Berlinde De Bruyckere

Exhibition in the Ernst Barlach House


Belgian artist Berlinde De Bruyckere (*1964) is one of the most important sculptors of our time. Her work has attracted international attention; in 2024, De Bruyckere's works caused a sensation at the Venice Biennale, and the Bozar in Brussels is currently honoring her with an extensive solo show. "Lift Not the Painted Veil" is her first solo exhibition in Hamburg.

Existential dimensions of the human condition are at the heart of her sculptural and graphic work, which revolves around violence and vulnerability, desire and constraint, loss and consolation, pain and the longing for transcendence. De Bruyckere evokes the force and tenderness of such sensations in bodily, often expansive sculptures; blankets and animal skins, wood and wax are among her preferred materials. Organic abstraction and sometimes hyper-realistic figuration merge in works of great urgency. De Bruyckere creates universally valid images against the backdrop of rich European traditions of representation, spanning wide arcs between mythology, Christian iconography and contemporary themes.

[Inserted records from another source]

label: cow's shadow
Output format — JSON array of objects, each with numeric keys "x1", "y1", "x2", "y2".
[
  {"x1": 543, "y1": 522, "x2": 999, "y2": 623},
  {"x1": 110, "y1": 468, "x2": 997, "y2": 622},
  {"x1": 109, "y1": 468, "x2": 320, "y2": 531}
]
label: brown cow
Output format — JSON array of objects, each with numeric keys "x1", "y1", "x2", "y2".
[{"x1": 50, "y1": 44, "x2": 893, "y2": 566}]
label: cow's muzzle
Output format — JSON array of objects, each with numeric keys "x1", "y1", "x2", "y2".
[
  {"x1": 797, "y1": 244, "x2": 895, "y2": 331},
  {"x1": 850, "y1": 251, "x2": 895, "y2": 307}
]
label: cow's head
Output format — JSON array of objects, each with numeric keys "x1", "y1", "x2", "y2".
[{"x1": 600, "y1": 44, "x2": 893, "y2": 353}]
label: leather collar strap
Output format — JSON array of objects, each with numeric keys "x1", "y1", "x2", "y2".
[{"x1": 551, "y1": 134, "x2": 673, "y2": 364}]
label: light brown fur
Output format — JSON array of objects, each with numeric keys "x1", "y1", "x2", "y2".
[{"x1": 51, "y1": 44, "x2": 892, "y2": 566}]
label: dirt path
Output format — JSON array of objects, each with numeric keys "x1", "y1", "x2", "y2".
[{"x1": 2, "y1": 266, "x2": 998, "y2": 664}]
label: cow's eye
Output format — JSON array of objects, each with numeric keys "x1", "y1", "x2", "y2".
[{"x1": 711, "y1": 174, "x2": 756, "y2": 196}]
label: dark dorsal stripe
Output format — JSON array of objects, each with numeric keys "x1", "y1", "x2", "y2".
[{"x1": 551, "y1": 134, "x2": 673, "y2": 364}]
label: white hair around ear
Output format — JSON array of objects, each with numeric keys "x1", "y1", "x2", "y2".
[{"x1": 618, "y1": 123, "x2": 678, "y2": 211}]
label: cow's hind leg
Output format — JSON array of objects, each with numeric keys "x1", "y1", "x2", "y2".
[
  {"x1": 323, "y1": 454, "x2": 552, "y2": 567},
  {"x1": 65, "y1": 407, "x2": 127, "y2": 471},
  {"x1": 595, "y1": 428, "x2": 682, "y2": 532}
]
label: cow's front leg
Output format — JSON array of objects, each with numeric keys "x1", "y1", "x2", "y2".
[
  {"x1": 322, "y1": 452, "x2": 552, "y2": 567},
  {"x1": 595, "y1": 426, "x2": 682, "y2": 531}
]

In fall 2021, Berlinde De Bruyckere visited our museum. She was impressed by the wooden sculptures of Ernst Barlach (1870-1938), whose particular relevance for her work and our present day she emphasizes. Barlach's wood sculptures gave her the impetus to revisit an earlier interest in polychrome (i.e. colored) sculpture. The first work to emerge from this exploration is celebrating its exhibition premiere with us. De Bruyckere is also showing selected sculptures and drawings from more than three decades in dialog with works by Barlach from our collection.

Berlinde De Bruyckere has chosen a line of poetry by the English Romantic poet Percy Bysshe Shelley (1792-1822) as the title for her dialogue: "Lift not the colorful veil that those who live call life".